Let’s Take an Example

Let’s take an example of building an app while maintaining focus on how to leverage synthetic data. Here, we'll outline how the above stages map at a high level and demonstrate how to implement them in a follow-up blog.

Let’s say we are building a collaboration app that is agent-based and includes a Meeting Scheduling Agent, Meeting Summarization Agent, and Personalized Doc Retrieval Agent. We are interested in building the user intent detection and routing module that will call out to a model to make decisions on what is the right agent to choose and when to get more information from the user if the intent is not clear. Let’s step through each stage:

  • Describe Model Behaviors - You can foresee the following scenarios that capture model behaviors you care about:

  • Out of scope, off-topic requests with appropriate guidance to the user.

  • Robustness related scenarios on jailbreaks, prompt leaks, terse or cryptic input.

  • Ambiguous or borderline requests that require clarification with the user.

  • Highly specific scheduling or summarization requests that imply immediate handling by the relevant agent.

    You can start with a few manually crafted examples or sample data from internal dogfooding and use synthetic generation to multiply and create variations within each category. You focus the generation on conversational, informal tone and layer in typical user input issues around sentence fragments, misspellings. You could also create scenario templates and vary key parameters for the behaviors you care about.

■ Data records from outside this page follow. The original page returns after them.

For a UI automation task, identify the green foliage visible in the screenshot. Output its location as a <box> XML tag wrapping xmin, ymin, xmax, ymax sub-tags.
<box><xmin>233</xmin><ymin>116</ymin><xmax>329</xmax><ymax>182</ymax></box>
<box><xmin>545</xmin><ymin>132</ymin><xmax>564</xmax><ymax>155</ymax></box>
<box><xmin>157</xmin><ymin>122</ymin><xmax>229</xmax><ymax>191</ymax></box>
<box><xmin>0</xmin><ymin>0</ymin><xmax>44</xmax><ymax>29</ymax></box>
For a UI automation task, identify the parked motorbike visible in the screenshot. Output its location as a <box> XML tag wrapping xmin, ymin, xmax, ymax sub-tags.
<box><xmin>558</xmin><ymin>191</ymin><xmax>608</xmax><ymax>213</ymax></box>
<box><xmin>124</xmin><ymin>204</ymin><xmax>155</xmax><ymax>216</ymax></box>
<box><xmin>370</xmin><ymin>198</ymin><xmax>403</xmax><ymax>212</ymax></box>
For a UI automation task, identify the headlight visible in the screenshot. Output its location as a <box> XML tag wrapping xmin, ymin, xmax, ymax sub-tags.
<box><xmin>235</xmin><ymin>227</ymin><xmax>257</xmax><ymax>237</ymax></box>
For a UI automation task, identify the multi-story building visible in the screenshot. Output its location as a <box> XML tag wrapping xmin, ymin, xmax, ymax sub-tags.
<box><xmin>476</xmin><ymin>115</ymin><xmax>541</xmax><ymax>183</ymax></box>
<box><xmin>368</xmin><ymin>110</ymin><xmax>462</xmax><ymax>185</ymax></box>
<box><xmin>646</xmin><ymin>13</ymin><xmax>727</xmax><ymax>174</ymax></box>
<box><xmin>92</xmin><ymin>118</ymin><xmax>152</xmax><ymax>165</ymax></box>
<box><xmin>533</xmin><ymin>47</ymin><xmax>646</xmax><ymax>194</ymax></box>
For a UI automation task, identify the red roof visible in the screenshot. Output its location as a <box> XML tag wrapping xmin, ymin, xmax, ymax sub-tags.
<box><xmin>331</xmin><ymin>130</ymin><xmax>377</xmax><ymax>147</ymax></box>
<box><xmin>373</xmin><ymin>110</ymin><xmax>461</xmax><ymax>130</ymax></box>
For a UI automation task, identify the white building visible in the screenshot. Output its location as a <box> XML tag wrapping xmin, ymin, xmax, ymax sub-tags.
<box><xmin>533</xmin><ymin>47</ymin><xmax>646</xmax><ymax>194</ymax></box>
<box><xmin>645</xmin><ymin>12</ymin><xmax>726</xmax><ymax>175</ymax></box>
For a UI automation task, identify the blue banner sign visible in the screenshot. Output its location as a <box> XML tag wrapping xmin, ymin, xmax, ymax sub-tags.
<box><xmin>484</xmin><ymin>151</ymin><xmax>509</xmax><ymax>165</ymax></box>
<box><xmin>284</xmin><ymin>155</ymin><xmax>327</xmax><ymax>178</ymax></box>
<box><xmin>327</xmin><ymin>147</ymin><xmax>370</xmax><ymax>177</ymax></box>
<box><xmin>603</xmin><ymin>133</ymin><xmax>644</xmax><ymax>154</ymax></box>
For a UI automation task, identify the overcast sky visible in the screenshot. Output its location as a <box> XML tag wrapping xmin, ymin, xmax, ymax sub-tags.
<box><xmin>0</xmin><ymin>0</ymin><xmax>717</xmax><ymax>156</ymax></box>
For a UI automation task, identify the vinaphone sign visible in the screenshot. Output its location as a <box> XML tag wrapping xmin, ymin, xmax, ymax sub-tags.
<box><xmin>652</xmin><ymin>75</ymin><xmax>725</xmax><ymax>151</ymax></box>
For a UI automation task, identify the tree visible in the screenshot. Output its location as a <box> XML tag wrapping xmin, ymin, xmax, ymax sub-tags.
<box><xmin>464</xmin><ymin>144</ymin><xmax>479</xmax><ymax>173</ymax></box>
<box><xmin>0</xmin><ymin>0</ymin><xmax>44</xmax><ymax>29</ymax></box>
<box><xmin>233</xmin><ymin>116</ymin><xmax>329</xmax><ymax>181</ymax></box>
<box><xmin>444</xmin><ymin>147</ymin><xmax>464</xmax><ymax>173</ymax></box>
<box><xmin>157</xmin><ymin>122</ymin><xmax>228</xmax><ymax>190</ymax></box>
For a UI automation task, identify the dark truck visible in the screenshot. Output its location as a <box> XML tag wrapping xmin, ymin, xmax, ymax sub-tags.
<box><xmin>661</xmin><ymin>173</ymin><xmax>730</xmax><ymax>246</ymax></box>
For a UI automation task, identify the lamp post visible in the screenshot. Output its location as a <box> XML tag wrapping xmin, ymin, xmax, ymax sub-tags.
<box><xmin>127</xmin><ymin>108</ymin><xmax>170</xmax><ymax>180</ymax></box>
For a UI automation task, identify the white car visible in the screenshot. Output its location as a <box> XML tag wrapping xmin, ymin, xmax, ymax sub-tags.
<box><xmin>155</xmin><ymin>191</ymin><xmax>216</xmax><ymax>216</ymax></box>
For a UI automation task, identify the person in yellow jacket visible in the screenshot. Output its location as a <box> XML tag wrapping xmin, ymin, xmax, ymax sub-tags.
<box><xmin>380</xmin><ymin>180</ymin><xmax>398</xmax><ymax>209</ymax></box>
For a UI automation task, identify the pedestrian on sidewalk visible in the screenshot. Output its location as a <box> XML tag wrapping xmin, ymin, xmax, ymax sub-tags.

    It’s important to think of this stage as a synthetic data pipeline with a data quality evaluation step that filters out low-quality data points. Once the pipeline is set up, you can introduce new generation sources into it, e.g., A/B testing, production.

  • Iterate & Evaluate - Here it’s important to identify key metrics that will both guide development quality and product decision-making. For our example app, this could be:

  • Standard classification metrics (e.g., Accuracy of selecting the right agent, F1, etc.)

  • The number of dialog turns to successful routing decision.

  • User sentiment.

  • Dialog tone and brevity.

    It’s easy to see how these would be automated and become a standard part of your CI/CD process that runs through a set of behavior scenarios on a regular basis. This step needs to be fast, and automating it gains leverage across the whole system. With chosen metrics and behavior scenarios from the previous step, you can rapidly iterate on the prompt, model version, and other parameters. Baselines ensure you are making progress without fixing one part while breaking another.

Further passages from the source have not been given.